Nourishing Protein Bars
2 cups almonds, I soaked my almonds-makes them more digestible.
1/4 cup flax seeds, chia seeds or pumpkin seeds (ground in a coffee grinder or blender) – I used chia and flax with delicious results!
1/2 cup dried prunes, dates or raisins (we used prunes!)
½ cup shredded coconut (unsweetened)
½ cup unsalted almond butter (or you could use peanut butter, but I didn’t have that!)
½ teaspoon sea salt
½ cup coconut oil (melted)
1 Tbsp maple syrup or honey (we used honey!)

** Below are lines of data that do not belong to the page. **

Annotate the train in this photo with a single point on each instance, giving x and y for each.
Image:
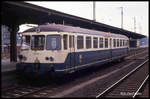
(57, 48)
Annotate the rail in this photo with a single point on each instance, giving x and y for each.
(119, 81)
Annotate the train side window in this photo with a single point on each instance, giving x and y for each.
(127, 43)
(101, 42)
(120, 42)
(114, 40)
(95, 42)
(123, 42)
(80, 42)
(88, 42)
(106, 42)
(117, 42)
(65, 41)
(71, 41)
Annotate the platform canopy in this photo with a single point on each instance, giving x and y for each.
(18, 13)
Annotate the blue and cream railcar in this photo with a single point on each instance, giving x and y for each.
(59, 48)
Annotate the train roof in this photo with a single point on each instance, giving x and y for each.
(66, 28)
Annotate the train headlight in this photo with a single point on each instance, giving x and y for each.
(20, 57)
(24, 58)
(51, 59)
(47, 58)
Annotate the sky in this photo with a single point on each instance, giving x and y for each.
(106, 12)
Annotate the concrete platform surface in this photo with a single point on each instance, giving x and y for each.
(6, 65)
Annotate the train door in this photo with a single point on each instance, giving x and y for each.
(72, 51)
(110, 44)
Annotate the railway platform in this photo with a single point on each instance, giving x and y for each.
(7, 66)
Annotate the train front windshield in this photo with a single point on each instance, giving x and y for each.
(53, 42)
(37, 42)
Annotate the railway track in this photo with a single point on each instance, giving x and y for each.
(129, 85)
(25, 91)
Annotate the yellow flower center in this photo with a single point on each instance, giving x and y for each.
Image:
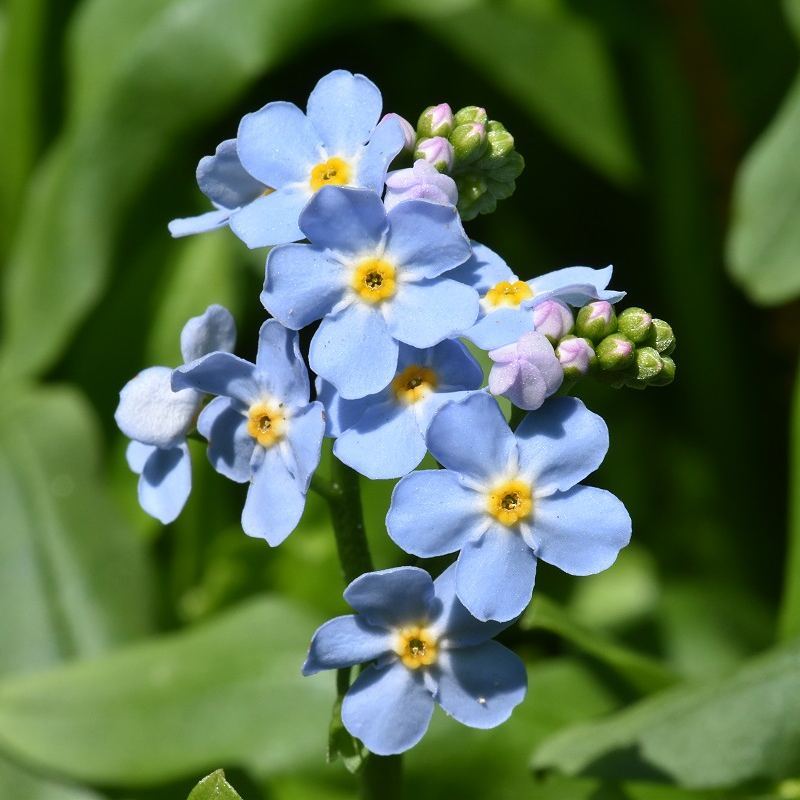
(333, 172)
(414, 383)
(374, 280)
(266, 423)
(510, 502)
(508, 294)
(416, 647)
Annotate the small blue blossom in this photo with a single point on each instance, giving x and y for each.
(376, 280)
(261, 427)
(427, 650)
(505, 500)
(383, 435)
(507, 302)
(157, 419)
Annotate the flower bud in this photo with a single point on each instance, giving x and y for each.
(554, 319)
(635, 323)
(527, 372)
(615, 352)
(435, 121)
(596, 320)
(437, 151)
(576, 355)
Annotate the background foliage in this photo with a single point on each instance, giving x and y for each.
(660, 135)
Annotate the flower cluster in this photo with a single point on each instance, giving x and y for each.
(368, 253)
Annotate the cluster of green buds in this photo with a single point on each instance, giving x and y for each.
(478, 153)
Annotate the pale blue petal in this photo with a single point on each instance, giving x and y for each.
(432, 513)
(480, 686)
(580, 531)
(388, 708)
(561, 443)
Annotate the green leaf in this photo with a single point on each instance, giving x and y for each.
(228, 692)
(714, 735)
(214, 787)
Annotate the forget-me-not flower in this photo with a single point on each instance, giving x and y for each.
(505, 500)
(427, 650)
(376, 279)
(261, 427)
(383, 435)
(158, 419)
(507, 301)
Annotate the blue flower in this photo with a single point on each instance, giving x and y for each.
(505, 500)
(506, 301)
(261, 427)
(427, 650)
(383, 435)
(376, 279)
(158, 419)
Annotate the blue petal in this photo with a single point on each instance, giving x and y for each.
(275, 500)
(424, 313)
(302, 284)
(385, 443)
(580, 531)
(426, 239)
(388, 708)
(220, 374)
(346, 220)
(489, 447)
(230, 446)
(354, 351)
(223, 179)
(344, 108)
(480, 686)
(344, 642)
(392, 598)
(272, 219)
(214, 329)
(279, 145)
(432, 513)
(165, 483)
(495, 575)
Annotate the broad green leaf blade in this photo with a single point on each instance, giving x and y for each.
(714, 735)
(228, 692)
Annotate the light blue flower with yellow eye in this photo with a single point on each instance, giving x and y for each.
(158, 419)
(507, 302)
(506, 500)
(425, 649)
(383, 435)
(377, 280)
(261, 427)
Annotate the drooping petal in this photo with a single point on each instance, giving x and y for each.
(561, 443)
(388, 708)
(426, 239)
(344, 109)
(354, 351)
(426, 312)
(495, 574)
(581, 530)
(480, 686)
(345, 642)
(432, 513)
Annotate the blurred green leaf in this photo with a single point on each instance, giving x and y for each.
(715, 735)
(228, 692)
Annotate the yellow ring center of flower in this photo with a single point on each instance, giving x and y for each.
(374, 280)
(508, 294)
(266, 423)
(333, 172)
(510, 502)
(414, 383)
(416, 646)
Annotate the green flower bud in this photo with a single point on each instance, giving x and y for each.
(635, 323)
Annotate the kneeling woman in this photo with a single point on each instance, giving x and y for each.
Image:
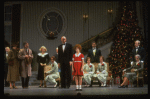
(102, 71)
(88, 70)
(53, 73)
(131, 76)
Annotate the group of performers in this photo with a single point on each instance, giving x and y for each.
(62, 62)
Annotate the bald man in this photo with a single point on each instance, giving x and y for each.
(65, 62)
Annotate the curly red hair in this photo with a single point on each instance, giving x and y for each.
(78, 46)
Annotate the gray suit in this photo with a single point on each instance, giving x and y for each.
(90, 69)
(103, 72)
(25, 70)
(53, 73)
(132, 75)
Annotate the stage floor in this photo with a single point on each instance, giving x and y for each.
(95, 90)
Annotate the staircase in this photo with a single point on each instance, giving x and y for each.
(103, 40)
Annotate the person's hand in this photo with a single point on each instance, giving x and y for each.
(44, 64)
(132, 70)
(58, 65)
(41, 64)
(26, 55)
(70, 63)
(81, 69)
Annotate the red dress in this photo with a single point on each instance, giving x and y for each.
(77, 63)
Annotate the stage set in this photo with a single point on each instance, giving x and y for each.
(95, 90)
(115, 30)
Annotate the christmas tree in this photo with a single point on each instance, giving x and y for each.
(127, 33)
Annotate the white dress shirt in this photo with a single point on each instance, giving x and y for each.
(63, 47)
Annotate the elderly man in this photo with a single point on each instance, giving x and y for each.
(141, 51)
(64, 62)
(26, 56)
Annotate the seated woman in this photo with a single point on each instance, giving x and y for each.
(102, 71)
(88, 70)
(131, 76)
(53, 73)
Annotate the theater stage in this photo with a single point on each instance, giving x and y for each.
(86, 91)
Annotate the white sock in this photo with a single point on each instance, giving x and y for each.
(77, 87)
(80, 87)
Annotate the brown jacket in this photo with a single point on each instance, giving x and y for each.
(25, 68)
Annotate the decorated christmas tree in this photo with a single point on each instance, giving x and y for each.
(127, 33)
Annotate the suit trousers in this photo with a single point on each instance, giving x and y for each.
(25, 81)
(65, 75)
(51, 78)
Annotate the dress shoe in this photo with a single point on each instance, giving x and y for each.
(67, 87)
(121, 86)
(41, 85)
(15, 87)
(80, 89)
(77, 89)
(55, 85)
(11, 87)
(90, 86)
(135, 85)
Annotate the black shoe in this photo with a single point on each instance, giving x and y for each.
(126, 86)
(121, 86)
(67, 87)
(80, 89)
(77, 89)
(135, 85)
(90, 85)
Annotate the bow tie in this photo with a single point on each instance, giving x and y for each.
(137, 47)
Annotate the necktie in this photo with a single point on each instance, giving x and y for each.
(136, 49)
(94, 52)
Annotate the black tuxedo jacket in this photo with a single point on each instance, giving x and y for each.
(96, 57)
(56, 57)
(66, 56)
(141, 52)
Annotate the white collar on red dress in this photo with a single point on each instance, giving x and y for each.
(77, 55)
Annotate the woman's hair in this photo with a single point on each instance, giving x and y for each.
(78, 46)
(138, 56)
(102, 57)
(53, 58)
(88, 58)
(24, 43)
(43, 47)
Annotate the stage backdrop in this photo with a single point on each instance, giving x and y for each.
(76, 28)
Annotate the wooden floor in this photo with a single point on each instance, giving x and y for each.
(86, 91)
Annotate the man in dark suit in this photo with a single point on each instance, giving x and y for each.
(94, 54)
(141, 51)
(64, 62)
(138, 50)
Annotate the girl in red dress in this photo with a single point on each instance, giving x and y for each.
(77, 68)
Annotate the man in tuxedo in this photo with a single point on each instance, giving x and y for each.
(94, 54)
(26, 56)
(138, 50)
(64, 62)
(141, 51)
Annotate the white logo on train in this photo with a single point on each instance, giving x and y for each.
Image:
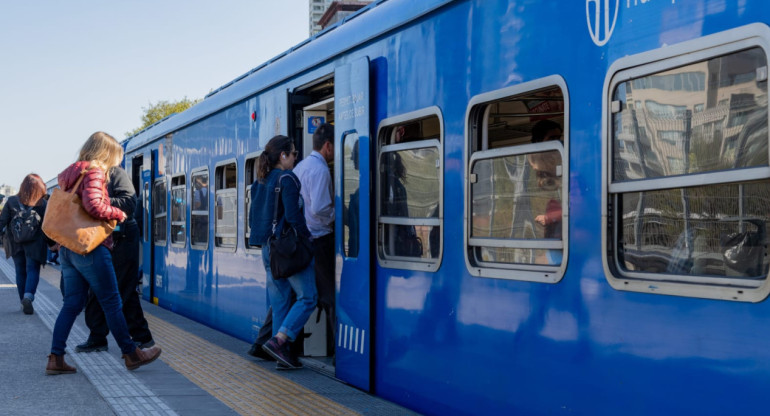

2-3 teaspoons vanilla extract
a few squares dark chocolate, less than half a bar needed for thin layer (optional) – or you can  melt about 1/4 bag of chocolate chips in a small saucepan for the topping
Place almonds, flax meal/seeds, dried fruit, shredded coconut, almond/peanut butter and salt in a food processor. Pulse briefly for about 10 seconds.In a small sauce pan, melt coconut oil over very low heat. Remove coconut oil from stove, stir sweeteners and vanilla into oil. Add coconut oil mixture to food processor and pulse until ingredients form a coarse paste. Press mixture into an 8 x 8 glass baking dish. Chill in refrigerator for 1 hour, until mixture hardens. In a small saucepan, melt chocolate over very low heat, stirring continuously. Spread melted chocolate over bars; return to refrigerator for 30 minutes, until chocolate hardens. Remove from refrigerator, cut into bars and serve. Makes about 12-15 bars. Store in refrigerator or freeze for later enjoyment!